Cally Jane Beech: ‘Image-based abuse is a pandemic against women and girls’


Our dialog usually returns to Vienna, who’s on the forefront of Cally’s activism. Vienna was born in tough circumstances. “The birth was stressful,” Cally displays, referring to being in labour for 32 hours earlier than having an emergency C-section, “and I went through a lot with her dad [Luis].” In 2018, Cally publicly accused Luis of being untrue to her whereas she was pregnant with Vienna – one thing he would later deny. “I didn’t have the motherhood experience that I would’ve liked,” she provides, “but I knew I had this little girl there with me… I felt like I had somebody watching me. And when she gets older, I want her to look up to me and understand what things are acceptable, what boundaries are, and things like that.” She finishes, “It was a tough time, but I think she was there to save me, in a strange way, and now we’re inseparable.”

Motherhood profoundly influenced Cally’s determination to talk up about her expertise of deepfake abuse.
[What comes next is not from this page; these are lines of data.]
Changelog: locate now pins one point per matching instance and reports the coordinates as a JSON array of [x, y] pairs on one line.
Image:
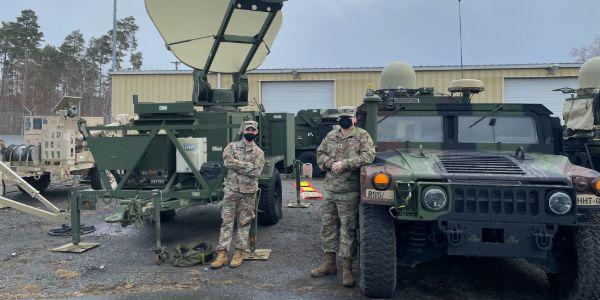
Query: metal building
[[289, 90]]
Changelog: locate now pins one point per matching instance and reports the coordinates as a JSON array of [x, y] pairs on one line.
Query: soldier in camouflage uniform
[[244, 161], [343, 151]]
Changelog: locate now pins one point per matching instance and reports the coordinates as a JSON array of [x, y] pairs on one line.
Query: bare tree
[[584, 53]]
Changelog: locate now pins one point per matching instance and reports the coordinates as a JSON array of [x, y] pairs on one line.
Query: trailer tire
[[580, 264], [310, 157], [40, 184], [377, 251], [95, 179], [270, 206]]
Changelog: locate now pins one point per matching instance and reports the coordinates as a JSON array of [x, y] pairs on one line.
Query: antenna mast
[[460, 38]]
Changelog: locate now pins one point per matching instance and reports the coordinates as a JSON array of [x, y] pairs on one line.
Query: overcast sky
[[362, 33]]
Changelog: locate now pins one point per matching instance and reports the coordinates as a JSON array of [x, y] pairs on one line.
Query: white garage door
[[292, 96], [538, 90]]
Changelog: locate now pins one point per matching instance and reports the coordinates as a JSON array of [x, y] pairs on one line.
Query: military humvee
[[452, 177]]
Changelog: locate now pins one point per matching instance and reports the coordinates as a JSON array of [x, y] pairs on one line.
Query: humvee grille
[[484, 200], [477, 164]]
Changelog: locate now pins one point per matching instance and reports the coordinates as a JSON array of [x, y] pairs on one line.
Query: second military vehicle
[[57, 150], [312, 125], [486, 180]]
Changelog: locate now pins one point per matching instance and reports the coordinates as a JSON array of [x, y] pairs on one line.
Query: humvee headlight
[[560, 203], [381, 181], [434, 198]]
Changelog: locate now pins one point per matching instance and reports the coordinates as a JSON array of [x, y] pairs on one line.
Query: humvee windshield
[[411, 128], [501, 129], [492, 129]]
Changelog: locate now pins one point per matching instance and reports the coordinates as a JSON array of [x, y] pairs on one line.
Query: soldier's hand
[[337, 167]]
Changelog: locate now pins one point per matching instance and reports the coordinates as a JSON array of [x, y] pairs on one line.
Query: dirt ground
[[122, 267]]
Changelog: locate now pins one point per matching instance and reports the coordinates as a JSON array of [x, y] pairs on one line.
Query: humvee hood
[[478, 165]]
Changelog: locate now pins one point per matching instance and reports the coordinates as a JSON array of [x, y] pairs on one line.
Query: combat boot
[[238, 258], [347, 279], [221, 260], [328, 267]]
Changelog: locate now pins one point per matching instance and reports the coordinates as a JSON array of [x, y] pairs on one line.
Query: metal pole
[[114, 43], [460, 37]]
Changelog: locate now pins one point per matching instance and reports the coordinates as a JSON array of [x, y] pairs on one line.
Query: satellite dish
[[66, 102], [192, 31]]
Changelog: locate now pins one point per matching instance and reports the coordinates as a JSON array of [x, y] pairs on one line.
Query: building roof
[[366, 69]]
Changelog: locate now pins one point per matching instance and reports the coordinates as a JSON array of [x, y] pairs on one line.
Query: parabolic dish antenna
[[238, 33]]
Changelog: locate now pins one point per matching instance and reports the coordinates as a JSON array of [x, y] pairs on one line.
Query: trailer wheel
[[310, 157], [95, 179], [269, 207], [579, 264], [40, 184], [377, 251]]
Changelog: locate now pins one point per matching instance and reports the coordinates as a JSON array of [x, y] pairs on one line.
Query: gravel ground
[[122, 267]]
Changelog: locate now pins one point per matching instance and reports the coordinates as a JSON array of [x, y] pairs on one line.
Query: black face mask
[[249, 136], [345, 122]]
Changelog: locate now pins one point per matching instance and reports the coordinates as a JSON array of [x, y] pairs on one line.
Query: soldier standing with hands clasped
[[343, 151], [244, 161]]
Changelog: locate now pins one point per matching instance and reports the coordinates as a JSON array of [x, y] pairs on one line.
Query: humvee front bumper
[[495, 239]]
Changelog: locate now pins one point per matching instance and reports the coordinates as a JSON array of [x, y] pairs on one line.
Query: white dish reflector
[[189, 28]]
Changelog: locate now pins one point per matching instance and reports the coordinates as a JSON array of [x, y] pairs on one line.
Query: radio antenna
[[460, 38]]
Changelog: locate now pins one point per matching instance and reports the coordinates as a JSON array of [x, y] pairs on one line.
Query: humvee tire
[[269, 207], [377, 252], [95, 179], [40, 184], [311, 158], [580, 264]]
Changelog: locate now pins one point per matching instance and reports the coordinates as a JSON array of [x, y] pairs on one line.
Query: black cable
[[65, 230]]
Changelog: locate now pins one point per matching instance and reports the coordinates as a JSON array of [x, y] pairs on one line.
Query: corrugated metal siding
[[350, 87]]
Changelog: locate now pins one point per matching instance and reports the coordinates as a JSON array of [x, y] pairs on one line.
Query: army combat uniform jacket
[[244, 165], [353, 149]]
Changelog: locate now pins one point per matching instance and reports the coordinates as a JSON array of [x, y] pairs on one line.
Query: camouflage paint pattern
[[409, 162]]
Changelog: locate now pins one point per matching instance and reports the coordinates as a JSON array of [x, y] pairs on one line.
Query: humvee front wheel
[[377, 251], [40, 184], [579, 274], [269, 207]]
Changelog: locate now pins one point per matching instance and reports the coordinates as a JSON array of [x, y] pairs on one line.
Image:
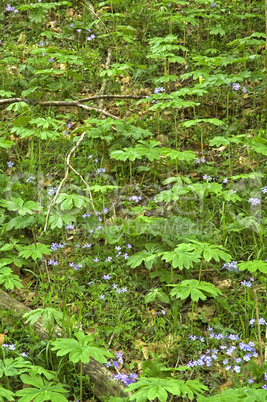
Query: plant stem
[[81, 382]]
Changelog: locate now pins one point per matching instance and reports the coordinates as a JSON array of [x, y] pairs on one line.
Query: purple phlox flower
[[231, 266], [75, 266], [52, 262], [235, 87], [254, 201], [230, 350], [9, 347], [122, 290], [158, 90], [119, 356], [247, 357], [219, 336], [86, 215], [69, 227], [237, 369], [52, 191], [55, 246], [135, 198], [262, 321], [30, 179], [246, 283], [207, 177], [86, 245], [193, 337], [233, 337], [250, 347]]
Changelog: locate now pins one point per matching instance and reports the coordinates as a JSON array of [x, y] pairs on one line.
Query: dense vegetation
[[133, 182]]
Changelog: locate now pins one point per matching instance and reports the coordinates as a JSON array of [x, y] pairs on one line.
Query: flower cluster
[[254, 201], [261, 321], [231, 356], [231, 266], [9, 8], [52, 191], [158, 90], [52, 262], [236, 87], [55, 246], [30, 179], [122, 377], [200, 160], [135, 198], [75, 266]]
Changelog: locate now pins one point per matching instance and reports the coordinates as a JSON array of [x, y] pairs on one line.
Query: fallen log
[[99, 375]]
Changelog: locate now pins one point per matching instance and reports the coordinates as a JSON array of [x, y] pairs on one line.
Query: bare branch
[[68, 166], [98, 110]]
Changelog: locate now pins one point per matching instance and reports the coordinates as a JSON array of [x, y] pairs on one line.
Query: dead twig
[[68, 167]]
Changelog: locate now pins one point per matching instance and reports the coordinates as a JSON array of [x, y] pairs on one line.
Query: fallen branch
[[104, 83], [99, 375]]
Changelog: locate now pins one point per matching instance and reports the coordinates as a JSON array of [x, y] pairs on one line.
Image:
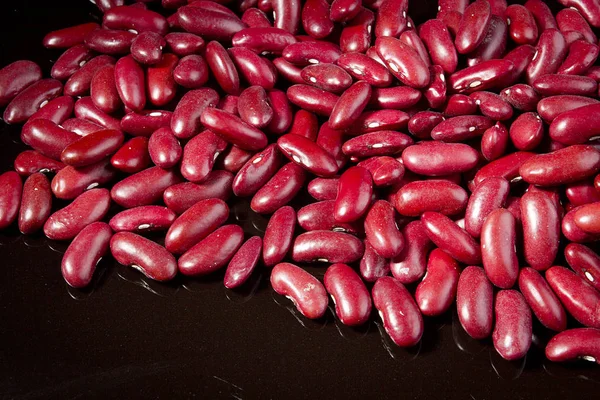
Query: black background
[[128, 337]]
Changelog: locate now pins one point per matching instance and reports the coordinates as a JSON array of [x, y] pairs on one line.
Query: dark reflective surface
[[129, 337]]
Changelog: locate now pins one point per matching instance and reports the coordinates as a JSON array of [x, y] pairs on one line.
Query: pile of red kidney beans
[[458, 156]]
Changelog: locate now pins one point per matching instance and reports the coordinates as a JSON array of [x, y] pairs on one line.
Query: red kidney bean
[[186, 121], [182, 196], [305, 291], [498, 250], [541, 229], [579, 298], [403, 62], [365, 68], [461, 128], [512, 333], [391, 18], [87, 208], [183, 43], [574, 343], [132, 157], [474, 302], [279, 190], [438, 158], [483, 76], [212, 252], [550, 53], [243, 263], [143, 188], [563, 166], [84, 253], [16, 77], [435, 294], [278, 236], [439, 43], [401, 317], [354, 194], [92, 148], [148, 257], [351, 298], [542, 300]]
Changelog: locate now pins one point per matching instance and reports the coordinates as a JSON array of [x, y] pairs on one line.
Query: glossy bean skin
[[278, 236], [512, 333], [498, 250], [438, 159], [436, 293], [563, 166], [573, 344], [475, 302], [212, 252], [354, 194], [133, 156], [305, 291], [543, 302], [143, 188], [327, 246], [442, 196], [401, 317], [182, 196], [87, 208], [351, 298], [488, 196], [579, 298], [146, 256], [279, 190]]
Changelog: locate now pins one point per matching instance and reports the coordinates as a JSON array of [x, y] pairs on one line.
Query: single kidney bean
[[323, 188], [84, 253], [29, 162], [354, 194], [320, 216], [443, 196], [278, 236], [461, 128], [143, 188], [183, 43], [575, 343], [47, 138], [488, 196], [542, 300], [16, 77], [451, 238], [474, 302], [512, 333], [279, 190], [438, 158], [435, 294], [212, 252], [92, 148], [133, 156], [87, 208], [579, 298], [327, 246], [109, 41], [186, 117], [567, 165], [401, 317], [541, 229], [551, 51], [498, 249], [403, 62], [146, 256], [305, 291], [182, 196]]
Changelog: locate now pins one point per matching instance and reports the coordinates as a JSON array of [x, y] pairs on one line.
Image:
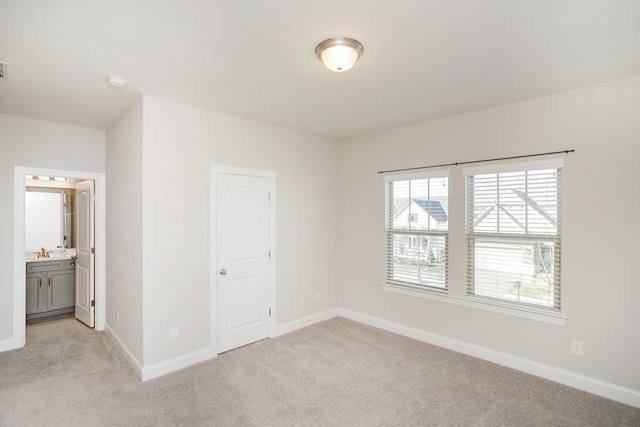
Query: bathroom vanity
[[50, 286]]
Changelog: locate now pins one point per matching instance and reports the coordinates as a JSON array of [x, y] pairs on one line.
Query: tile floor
[[59, 326]]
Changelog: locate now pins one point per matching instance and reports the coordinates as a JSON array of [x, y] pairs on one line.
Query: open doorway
[[96, 246]]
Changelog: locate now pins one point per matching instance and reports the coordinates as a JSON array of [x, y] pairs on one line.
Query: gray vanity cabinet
[[50, 287]]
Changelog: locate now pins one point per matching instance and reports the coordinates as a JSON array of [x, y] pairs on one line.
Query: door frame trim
[[213, 267], [19, 271]]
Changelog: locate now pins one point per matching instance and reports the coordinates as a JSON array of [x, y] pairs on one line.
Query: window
[[513, 233], [417, 224]]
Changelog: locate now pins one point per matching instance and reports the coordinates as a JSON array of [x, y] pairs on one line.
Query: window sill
[[479, 304]]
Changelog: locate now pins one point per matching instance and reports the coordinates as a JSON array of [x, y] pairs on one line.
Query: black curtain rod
[[479, 161]]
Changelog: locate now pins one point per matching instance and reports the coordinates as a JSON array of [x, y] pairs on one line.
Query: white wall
[[179, 145], [600, 286], [124, 230], [37, 144]]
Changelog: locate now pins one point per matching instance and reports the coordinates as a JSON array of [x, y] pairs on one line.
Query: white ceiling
[[423, 59]]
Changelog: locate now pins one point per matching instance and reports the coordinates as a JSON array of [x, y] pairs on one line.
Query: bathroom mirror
[[48, 219]]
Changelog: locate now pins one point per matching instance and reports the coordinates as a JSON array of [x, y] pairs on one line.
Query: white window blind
[[513, 233], [417, 223]]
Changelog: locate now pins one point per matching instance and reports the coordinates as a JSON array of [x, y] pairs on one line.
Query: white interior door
[[85, 290], [243, 259]]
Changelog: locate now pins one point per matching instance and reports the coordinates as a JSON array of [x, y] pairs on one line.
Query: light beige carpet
[[336, 373]]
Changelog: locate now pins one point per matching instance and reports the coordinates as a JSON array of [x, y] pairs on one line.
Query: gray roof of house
[[433, 208]]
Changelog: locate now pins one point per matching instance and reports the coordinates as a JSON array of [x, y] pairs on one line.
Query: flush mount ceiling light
[[339, 53], [118, 82]]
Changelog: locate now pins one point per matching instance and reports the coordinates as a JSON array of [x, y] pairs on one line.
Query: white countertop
[[54, 255]]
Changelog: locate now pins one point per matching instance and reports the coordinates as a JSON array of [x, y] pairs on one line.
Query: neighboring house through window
[[417, 229], [513, 233]]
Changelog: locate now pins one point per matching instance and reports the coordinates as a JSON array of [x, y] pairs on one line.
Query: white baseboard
[[171, 365], [305, 321], [572, 379], [162, 368], [128, 355]]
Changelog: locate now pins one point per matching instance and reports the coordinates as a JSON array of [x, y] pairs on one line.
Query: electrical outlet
[[577, 348]]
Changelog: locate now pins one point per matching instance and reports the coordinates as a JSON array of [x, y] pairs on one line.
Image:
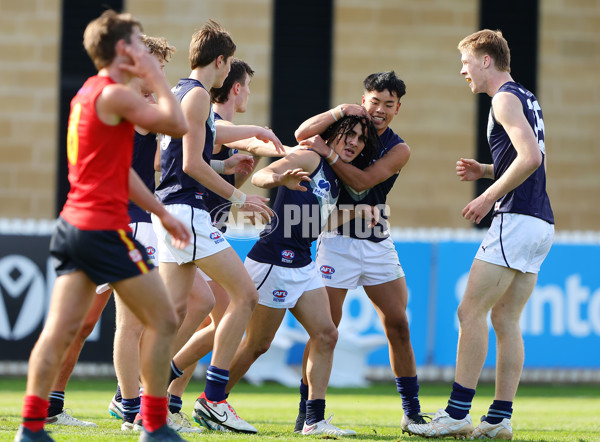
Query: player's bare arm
[[508, 112], [118, 101], [386, 166], [290, 171], [317, 124], [228, 133]]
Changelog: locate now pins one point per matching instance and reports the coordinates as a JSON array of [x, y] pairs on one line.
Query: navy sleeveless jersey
[[144, 149], [530, 197], [177, 187], [376, 196], [299, 218], [218, 206]]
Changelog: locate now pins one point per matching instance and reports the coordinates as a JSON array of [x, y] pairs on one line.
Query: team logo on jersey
[[216, 237], [287, 256], [279, 295], [327, 271], [135, 255]]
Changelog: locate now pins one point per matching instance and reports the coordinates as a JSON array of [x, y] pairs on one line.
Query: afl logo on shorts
[[135, 255], [327, 271], [287, 256], [279, 295]]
She tells me, “I kind of just forgot about me and thought more about the future generation, my daughter, and how I can help change this. And that’s when I thought, ‘No, I need to do something.’ And I said to my management, ‘Look, I’ve got a little girl, and this is scary. I didn’t know this was this big. And it’s getting bigger, so it needs to be stopped.’”

Cally continues, “I want Vienna to grow up in a safe environment and to not worry about her identity being used in a form that she didn’t consent to – that’s important not just for my daughter, but for anyone that has children growing up in this world; that they’re protected and that they’re safe.”

We return to the second Cally first found the deepfake photographs. What was going via her thoughts? “I didn’t know whether to laugh or cry,” she begins. “I was really, really shocked.” Cally’s (very comprehensible) shock subsided, solely to get replaced by panic. “I thought, ‘Oh, my God, my career… Me being a mum… Who’s seen this? Who thinks it’s real?’”

“It makes you feel like you should be ashamed,” Cally continues. “And really, you shouldn’t have to feel like that – even if you have taken a nude photo of yourself and shared it with a partner. That doesn’t make it OK for them to share it without your consent.”

Cally instantly took to Instagram to share her expertise. “I got floods of messages from everybody telling me [deepfake abuse] is a thing, it’s happening, it’s a pandemic, and we need to do something about it. So, then I thought, ‘Right, I’m going to have to do something about this and make some change.’”

For Cally and her administration workforce, the following few days had been spent manically attempting to get the deepfake photographs eliminated and reporting the incident to the police. This concerned a “long, draining process” of contacting Google, Ofcom, and the web site internet hosting the offending photographs. “I spent a lot of time and energy chasing [them],” she notes. “It was such a stressful time.”

Nonetheless, Cally describes her state of affairs as “lucky” as a result of, shortly after she shared her expertise on social media, the offending photographs had been eliminated. “However,” she notes, “there was no justice for me.” Thanks, partially, to the inadequacy of the legal regulation on image-based abuse, no efforts had been made to search out the one who created the deepfake photographs of Cally. “There was no follow-up, there was no IP address tracing for who created this image, and there’s nothing to stop them from taking another image off my social media and doing it again.”